Emma Clarendon selects some of her favourite reads of 2022….

Pandora by Susan Stokes-Chapman: what intrigued me about this novel is the fact it was the re-imagining of a Greek myth, set in Georgian London. Now while it was initially a bit of a slow-burner, it soon developed into something that was compelling to read. With its elements of mystery and magic, it was an absorbing and compelling read that by the end was completely irresistible. If you enjoy finding fresh ways to enjoy Greek Mythology, make sure you add this one to your list!

Stone Blind by Natalie Haynes: sticking with the Greek Mythology theme, this is a heartbreaking and though provoking re-telling of the story of Medusa and how she came to such a tragic end. It had my thorough attention from start to finish as her story unfolded alongside that of Perseus, told not only through their perspectives but also some wonderfully vivid narration that keeps you asking questions about what beauty means and who is really a monster. By the end you would have had to have a heart of stone not to feel pity for Medusa.

One of the Girls by Lucy Clarke: thrillers really have to have a compelling premise to catch and hold my attention, and this one certainly did! Taking place on a Greek Island, a group of girls are on their way for a weekend of fun to celebrate their friend’s hen party. However, what none of them realise is that by the end of it one of them will be dead. From start to finish, as the reader delves deeper into this story you are never quite sure where the story is going to end up as it has been so well written.
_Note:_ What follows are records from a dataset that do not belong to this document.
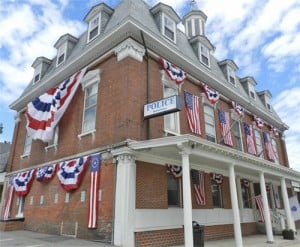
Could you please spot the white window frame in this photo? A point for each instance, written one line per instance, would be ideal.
(27, 146)
(258, 142)
(54, 142)
(208, 123)
(166, 20)
(91, 79)
(231, 74)
(62, 51)
(93, 25)
(204, 52)
(168, 84)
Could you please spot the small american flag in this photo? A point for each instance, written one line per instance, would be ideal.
(192, 111)
(94, 187)
(260, 207)
(272, 155)
(225, 127)
(9, 197)
(249, 138)
(198, 183)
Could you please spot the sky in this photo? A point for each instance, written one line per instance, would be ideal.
(262, 37)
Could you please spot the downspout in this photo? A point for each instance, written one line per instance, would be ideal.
(148, 83)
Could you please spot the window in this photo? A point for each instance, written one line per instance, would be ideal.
(94, 28)
(61, 54)
(27, 145)
(204, 55)
(236, 129)
(259, 146)
(209, 119)
(216, 194)
(171, 121)
(53, 143)
(246, 195)
(174, 194)
(231, 75)
(169, 28)
(90, 103)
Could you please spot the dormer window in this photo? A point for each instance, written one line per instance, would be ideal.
(61, 54)
(169, 28)
(204, 55)
(94, 28)
(231, 75)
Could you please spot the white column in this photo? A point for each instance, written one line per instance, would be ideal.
(270, 238)
(235, 208)
(239, 192)
(187, 199)
(286, 204)
(125, 201)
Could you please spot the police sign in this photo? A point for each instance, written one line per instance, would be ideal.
(162, 107)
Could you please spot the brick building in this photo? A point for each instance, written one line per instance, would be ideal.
(180, 136)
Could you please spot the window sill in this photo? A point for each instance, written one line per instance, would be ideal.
(91, 132)
(54, 146)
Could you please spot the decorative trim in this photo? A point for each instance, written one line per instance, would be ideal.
(130, 48)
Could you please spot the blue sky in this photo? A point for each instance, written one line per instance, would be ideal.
(262, 37)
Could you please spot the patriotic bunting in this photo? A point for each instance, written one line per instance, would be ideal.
(8, 200)
(198, 184)
(44, 112)
(175, 170)
(238, 108)
(260, 207)
(212, 95)
(23, 181)
(192, 111)
(218, 178)
(173, 72)
(94, 187)
(249, 139)
(259, 122)
(70, 172)
(45, 173)
(225, 127)
(272, 155)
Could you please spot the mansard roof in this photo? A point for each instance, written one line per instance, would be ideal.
(135, 19)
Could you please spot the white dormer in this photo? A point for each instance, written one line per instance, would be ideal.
(97, 19)
(194, 22)
(40, 65)
(64, 45)
(249, 85)
(266, 97)
(166, 19)
(229, 69)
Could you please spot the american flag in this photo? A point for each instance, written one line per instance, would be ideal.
(94, 187)
(225, 127)
(192, 111)
(260, 207)
(9, 197)
(45, 111)
(249, 138)
(198, 183)
(272, 155)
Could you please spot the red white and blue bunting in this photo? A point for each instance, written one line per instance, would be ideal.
(211, 94)
(70, 172)
(45, 173)
(259, 122)
(238, 108)
(218, 178)
(45, 111)
(22, 182)
(176, 74)
(176, 171)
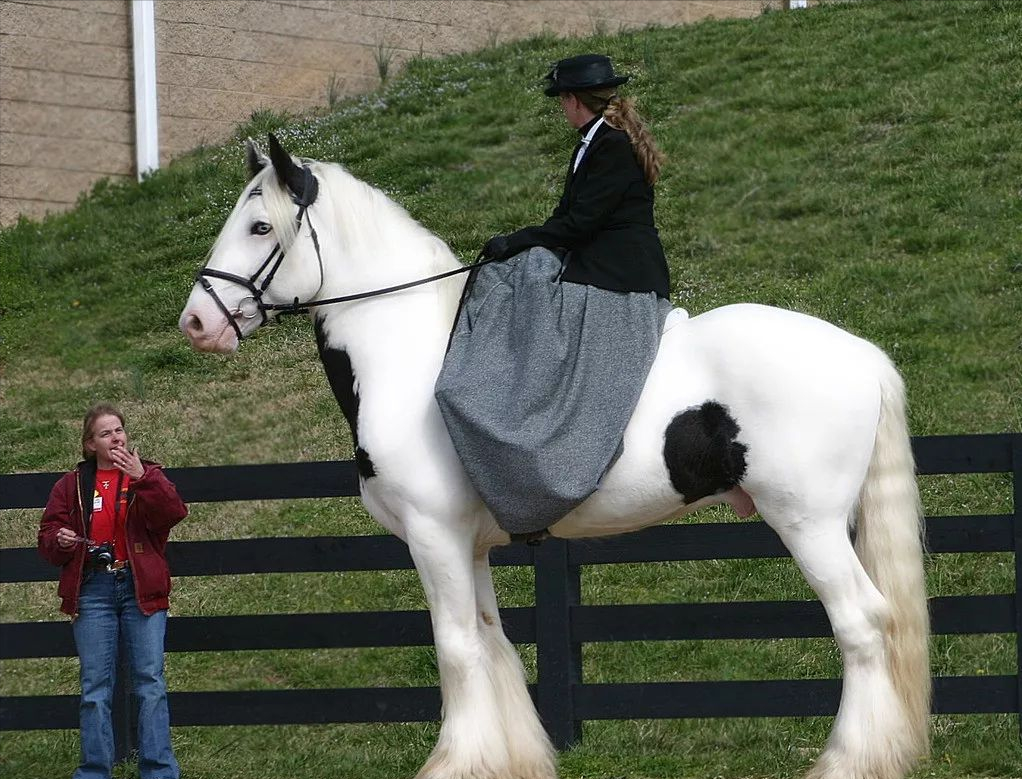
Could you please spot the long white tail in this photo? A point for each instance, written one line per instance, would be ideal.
(889, 544)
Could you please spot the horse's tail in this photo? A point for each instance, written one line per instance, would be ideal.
(889, 544)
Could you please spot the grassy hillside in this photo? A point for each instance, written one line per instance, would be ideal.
(856, 162)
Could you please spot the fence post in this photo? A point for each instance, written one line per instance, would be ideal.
(125, 712)
(558, 588)
(1017, 525)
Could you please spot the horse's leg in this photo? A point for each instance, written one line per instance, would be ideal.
(870, 736)
(532, 755)
(471, 743)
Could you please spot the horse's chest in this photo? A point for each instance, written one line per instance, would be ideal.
(340, 375)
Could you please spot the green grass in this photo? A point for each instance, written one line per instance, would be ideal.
(856, 162)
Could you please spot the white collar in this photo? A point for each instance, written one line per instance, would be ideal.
(585, 143)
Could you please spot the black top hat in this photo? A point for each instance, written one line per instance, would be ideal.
(581, 73)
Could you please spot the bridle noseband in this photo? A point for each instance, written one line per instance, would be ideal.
(276, 257)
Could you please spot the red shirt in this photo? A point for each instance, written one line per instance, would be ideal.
(109, 510)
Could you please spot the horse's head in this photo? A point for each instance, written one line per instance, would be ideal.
(247, 280)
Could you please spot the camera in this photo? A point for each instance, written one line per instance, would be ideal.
(100, 555)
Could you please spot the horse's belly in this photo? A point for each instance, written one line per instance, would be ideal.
(791, 384)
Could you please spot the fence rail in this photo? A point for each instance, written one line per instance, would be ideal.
(559, 624)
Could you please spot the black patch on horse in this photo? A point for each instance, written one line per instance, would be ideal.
(337, 365)
(701, 452)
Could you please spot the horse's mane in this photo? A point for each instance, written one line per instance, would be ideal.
(370, 225)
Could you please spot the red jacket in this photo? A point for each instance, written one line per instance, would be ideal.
(153, 507)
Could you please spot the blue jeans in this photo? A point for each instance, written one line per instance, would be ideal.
(108, 614)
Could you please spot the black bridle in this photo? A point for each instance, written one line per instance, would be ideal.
(276, 257)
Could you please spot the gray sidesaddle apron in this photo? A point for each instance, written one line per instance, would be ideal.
(540, 380)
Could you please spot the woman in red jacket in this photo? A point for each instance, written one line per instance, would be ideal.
(106, 523)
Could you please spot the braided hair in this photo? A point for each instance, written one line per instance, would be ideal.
(621, 113)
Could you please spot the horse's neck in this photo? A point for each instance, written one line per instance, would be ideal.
(395, 347)
(395, 342)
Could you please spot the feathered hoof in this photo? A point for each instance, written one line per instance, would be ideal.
(444, 767)
(834, 764)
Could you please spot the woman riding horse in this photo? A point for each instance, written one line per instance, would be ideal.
(551, 349)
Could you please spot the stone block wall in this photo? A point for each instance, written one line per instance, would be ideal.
(66, 104)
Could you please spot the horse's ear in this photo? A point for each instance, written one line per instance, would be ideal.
(288, 174)
(254, 158)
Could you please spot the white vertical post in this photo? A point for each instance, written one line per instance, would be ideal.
(146, 118)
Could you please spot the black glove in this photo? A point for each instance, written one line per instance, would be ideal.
(498, 247)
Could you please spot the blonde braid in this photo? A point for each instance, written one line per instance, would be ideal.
(620, 113)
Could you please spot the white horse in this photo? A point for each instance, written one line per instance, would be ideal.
(761, 408)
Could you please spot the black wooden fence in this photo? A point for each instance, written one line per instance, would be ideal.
(558, 624)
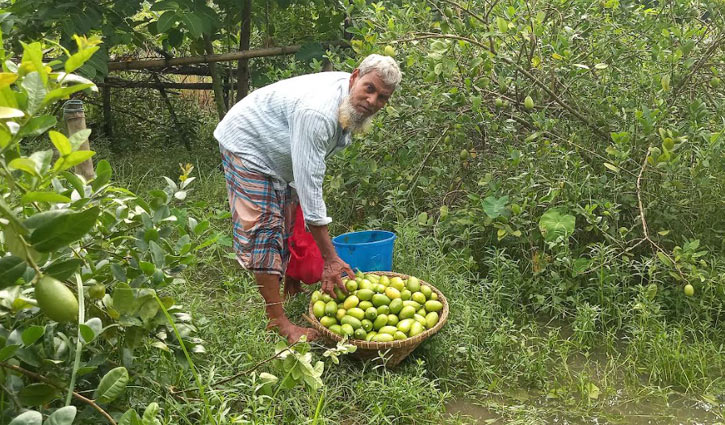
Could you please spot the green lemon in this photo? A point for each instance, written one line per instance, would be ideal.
(432, 305)
(383, 338)
(388, 330)
(347, 329)
(413, 284)
(529, 103)
(357, 313)
(411, 303)
(318, 309)
(407, 312)
(365, 294)
(392, 293)
(371, 313)
(350, 302)
(380, 321)
(98, 291)
(380, 299)
(56, 300)
(367, 325)
(416, 328)
(396, 305)
(331, 308)
(404, 325)
(431, 319)
(360, 333)
(364, 305)
(328, 321)
(352, 321)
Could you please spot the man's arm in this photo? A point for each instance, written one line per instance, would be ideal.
(333, 267)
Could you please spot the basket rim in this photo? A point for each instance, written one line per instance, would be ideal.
(401, 343)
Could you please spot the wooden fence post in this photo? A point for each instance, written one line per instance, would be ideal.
(75, 120)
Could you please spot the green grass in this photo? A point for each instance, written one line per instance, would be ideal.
(523, 362)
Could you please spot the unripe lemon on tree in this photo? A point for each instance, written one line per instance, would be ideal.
(529, 103)
(56, 300)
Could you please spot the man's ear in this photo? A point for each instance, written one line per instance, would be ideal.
(354, 76)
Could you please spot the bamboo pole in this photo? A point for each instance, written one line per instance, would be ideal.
(223, 57)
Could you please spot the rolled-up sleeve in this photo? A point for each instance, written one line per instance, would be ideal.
(310, 133)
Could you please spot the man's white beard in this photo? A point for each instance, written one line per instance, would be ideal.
(352, 120)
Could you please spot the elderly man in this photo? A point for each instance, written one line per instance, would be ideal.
(281, 135)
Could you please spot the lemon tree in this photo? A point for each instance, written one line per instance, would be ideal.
(81, 261)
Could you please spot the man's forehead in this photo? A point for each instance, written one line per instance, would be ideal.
(374, 78)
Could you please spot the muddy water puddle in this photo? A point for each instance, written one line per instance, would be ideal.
(497, 410)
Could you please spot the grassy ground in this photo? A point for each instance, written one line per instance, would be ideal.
(494, 361)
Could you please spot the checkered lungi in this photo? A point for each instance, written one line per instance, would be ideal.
(263, 217)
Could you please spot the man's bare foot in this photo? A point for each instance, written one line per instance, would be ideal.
(292, 287)
(293, 332)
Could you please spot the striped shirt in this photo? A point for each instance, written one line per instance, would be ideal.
(286, 130)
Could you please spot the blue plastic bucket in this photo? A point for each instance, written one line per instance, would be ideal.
(368, 250)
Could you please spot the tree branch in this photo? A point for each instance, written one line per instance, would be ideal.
(43, 379)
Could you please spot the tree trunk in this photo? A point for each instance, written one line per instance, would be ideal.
(243, 64)
(107, 116)
(215, 80)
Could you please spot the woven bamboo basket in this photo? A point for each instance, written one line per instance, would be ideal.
(393, 352)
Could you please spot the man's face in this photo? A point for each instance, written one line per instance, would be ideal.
(368, 93)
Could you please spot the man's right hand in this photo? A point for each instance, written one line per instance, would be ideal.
(332, 275)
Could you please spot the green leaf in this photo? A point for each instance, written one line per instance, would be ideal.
(71, 160)
(37, 125)
(76, 139)
(60, 142)
(62, 270)
(32, 334)
(495, 207)
(64, 92)
(6, 113)
(24, 164)
(50, 197)
(157, 254)
(11, 268)
(63, 416)
(8, 351)
(149, 415)
(77, 59)
(103, 174)
(193, 24)
(30, 417)
(166, 21)
(38, 394)
(310, 51)
(91, 329)
(554, 224)
(112, 385)
(123, 299)
(130, 418)
(63, 229)
(35, 89)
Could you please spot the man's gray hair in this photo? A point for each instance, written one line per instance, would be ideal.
(385, 66)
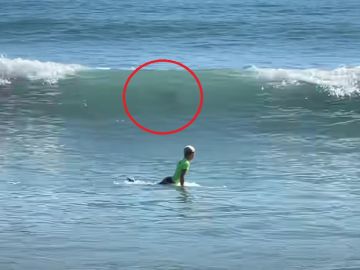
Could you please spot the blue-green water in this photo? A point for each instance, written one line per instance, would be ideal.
(275, 180)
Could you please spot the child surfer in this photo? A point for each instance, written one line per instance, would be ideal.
(181, 169)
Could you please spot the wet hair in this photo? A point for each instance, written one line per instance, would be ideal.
(188, 150)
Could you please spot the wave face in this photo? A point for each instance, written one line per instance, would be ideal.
(78, 91)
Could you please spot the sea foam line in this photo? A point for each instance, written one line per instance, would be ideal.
(49, 72)
(342, 81)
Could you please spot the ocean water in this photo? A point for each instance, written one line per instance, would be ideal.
(275, 179)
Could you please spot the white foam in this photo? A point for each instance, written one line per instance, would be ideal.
(342, 81)
(49, 72)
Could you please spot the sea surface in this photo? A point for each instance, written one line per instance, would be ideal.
(275, 183)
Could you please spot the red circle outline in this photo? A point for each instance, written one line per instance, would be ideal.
(192, 73)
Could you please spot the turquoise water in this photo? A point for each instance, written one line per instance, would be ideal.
(274, 183)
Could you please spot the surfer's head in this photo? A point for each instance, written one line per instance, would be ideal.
(189, 152)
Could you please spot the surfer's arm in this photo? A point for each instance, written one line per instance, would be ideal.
(182, 177)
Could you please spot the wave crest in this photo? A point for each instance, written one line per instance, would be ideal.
(49, 72)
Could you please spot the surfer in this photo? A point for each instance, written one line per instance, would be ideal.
(181, 169)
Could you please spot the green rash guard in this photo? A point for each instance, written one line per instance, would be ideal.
(182, 165)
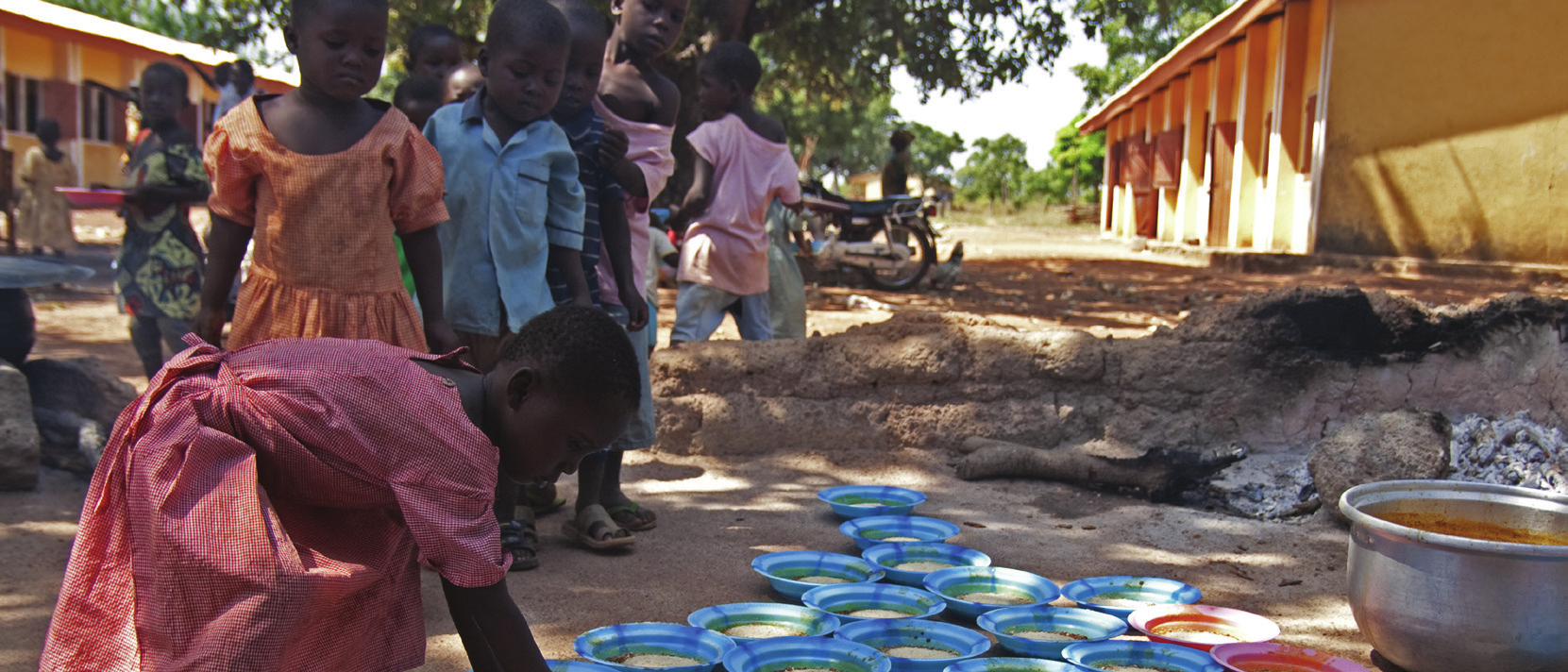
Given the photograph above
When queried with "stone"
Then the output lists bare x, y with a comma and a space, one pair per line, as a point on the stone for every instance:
78, 386
1406, 444
1266, 487
19, 453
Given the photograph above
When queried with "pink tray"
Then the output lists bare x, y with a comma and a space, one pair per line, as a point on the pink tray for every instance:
93, 199
1247, 657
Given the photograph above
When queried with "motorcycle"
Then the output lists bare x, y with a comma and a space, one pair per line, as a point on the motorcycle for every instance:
889, 240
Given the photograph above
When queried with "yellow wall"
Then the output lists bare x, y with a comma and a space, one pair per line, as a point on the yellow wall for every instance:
1446, 130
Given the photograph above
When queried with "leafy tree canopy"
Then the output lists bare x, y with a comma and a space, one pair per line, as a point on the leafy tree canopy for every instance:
1136, 35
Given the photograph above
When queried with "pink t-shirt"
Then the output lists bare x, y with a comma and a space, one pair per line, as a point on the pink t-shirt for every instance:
728, 244
648, 146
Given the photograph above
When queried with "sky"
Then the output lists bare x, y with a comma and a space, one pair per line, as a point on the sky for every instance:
1031, 110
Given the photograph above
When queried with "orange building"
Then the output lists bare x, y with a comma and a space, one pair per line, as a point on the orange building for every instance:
47, 52
1383, 127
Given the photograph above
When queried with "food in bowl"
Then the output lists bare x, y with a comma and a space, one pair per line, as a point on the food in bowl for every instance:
1473, 529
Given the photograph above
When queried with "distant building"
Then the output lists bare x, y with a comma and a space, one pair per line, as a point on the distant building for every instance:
47, 50
1385, 127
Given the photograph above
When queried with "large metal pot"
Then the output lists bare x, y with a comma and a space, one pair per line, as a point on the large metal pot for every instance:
1442, 603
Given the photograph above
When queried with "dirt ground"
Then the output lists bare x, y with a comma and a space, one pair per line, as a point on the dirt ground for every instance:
718, 514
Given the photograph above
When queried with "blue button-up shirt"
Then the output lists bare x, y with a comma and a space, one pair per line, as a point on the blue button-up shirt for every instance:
508, 204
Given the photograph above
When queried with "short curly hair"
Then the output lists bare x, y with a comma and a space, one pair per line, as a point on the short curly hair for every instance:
579, 351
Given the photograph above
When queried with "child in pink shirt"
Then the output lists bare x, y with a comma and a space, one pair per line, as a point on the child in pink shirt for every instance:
742, 165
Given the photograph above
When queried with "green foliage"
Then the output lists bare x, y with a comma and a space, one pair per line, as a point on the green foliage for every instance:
1136, 35
994, 171
230, 25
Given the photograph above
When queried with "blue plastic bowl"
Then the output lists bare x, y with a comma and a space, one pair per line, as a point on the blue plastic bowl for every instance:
949, 583
858, 501
616, 641
1131, 652
844, 598
808, 622
1005, 624
578, 666
886, 633
1131, 594
1012, 664
889, 557
783, 653
880, 529
784, 570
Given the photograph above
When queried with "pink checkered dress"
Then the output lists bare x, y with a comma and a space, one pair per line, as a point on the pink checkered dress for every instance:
262, 510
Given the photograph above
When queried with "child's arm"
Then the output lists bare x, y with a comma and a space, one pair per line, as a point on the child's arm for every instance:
698, 196
422, 249
571, 265
493, 629
225, 248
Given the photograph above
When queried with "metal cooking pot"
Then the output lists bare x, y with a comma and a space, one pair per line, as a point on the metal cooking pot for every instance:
1442, 603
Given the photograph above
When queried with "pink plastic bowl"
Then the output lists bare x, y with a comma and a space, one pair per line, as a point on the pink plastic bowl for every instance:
93, 199
1252, 657
1202, 626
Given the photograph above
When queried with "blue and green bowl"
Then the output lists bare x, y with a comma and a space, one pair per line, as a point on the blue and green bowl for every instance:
897, 529
842, 600
1022, 588
889, 557
1007, 624
785, 653
789, 572
609, 646
806, 622
1138, 653
858, 501
886, 633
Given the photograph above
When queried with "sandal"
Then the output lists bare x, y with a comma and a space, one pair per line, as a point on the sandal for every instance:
632, 517
517, 538
543, 500
597, 529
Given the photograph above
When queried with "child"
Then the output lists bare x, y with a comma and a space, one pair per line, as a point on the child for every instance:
42, 213
742, 165
463, 83
433, 50
262, 510
637, 101
322, 176
516, 204
160, 259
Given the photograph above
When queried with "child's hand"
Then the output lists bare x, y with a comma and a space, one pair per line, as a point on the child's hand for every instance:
439, 337
612, 146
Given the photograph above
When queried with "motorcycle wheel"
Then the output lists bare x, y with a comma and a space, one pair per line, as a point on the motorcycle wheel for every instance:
920, 258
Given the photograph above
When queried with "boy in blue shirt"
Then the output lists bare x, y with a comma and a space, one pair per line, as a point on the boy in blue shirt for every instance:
514, 201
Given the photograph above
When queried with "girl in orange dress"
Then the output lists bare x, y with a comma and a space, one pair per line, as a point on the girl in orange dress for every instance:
317, 179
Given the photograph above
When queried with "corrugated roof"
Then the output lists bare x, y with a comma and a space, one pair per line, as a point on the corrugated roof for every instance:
82, 23
1195, 47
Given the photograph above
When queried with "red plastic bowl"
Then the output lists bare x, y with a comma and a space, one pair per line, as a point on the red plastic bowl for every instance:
1202, 626
1252, 657
93, 199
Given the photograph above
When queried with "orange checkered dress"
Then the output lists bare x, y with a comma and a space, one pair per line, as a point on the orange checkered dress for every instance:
323, 263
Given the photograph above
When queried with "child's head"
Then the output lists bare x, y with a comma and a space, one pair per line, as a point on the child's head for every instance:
901, 140
433, 50
47, 130
649, 27
419, 97
463, 83
585, 59
524, 59
339, 44
730, 74
564, 387
161, 92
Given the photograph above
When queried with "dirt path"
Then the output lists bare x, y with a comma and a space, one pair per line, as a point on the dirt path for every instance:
717, 514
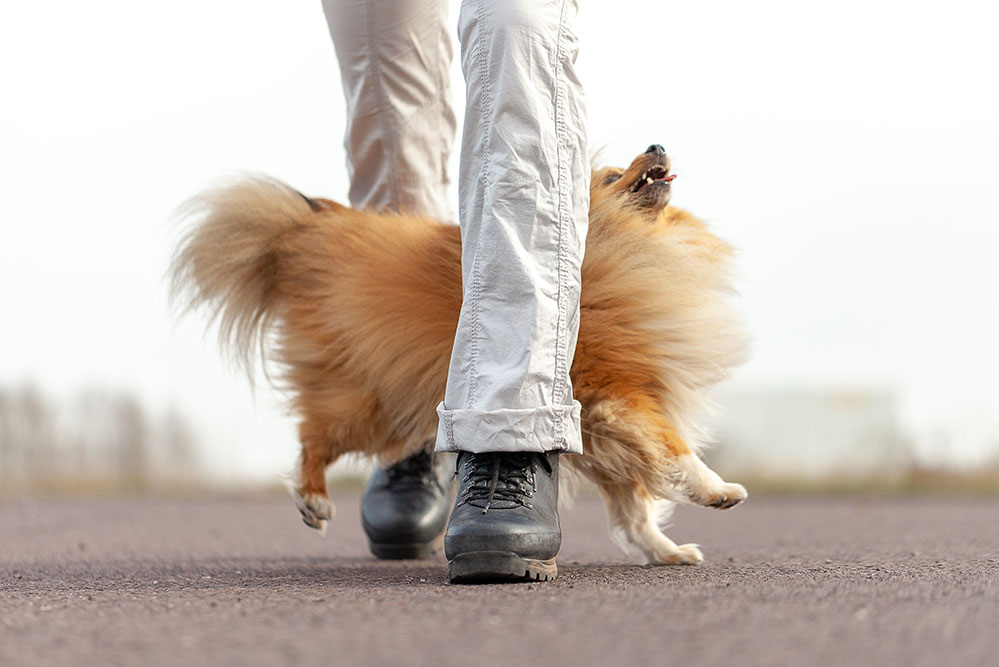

If you love thrillers then I can highly recommend this one!

All About Me! by Mel Brooks: Mel Brooks is one of my all time favourites when it comes to people working in the film industry, which is why it is such a delight to read this book. Written with his customary wit and insight, the focus is more about his career as opposed to his life in general, which keeps him a bit of mystery by the end – but at the same time, you have a much deeper understanding of his thought processes when it came to creating films such as Blazing Saddles and The Producers.

Elektra by Jennifer Saint: Jennifer Saint is excellent at taking a lesser known female figure from Greek Mythology and transforming readers perspectives of these characters who have existed in stories for hundreds of years. There is still a sense of theatricality and drama of the original story but saint manages to dive deeper exploring each character’s motivations for their actions and the consequences of them, leading to horror and death. It was an unexpected and fascinating read.

Death on the Pier by Jamie West: using his knowledge and passion for the theatre industry (the author has worked on numerous West End shows), this lightly entertaining murder mystery has plenty of aspects to it that feel familiar to any other book of this genre but has a great pace about it that keeps the story moving effectively – even if it means that we don’t get to know two of the central characters as deeply as we would expect.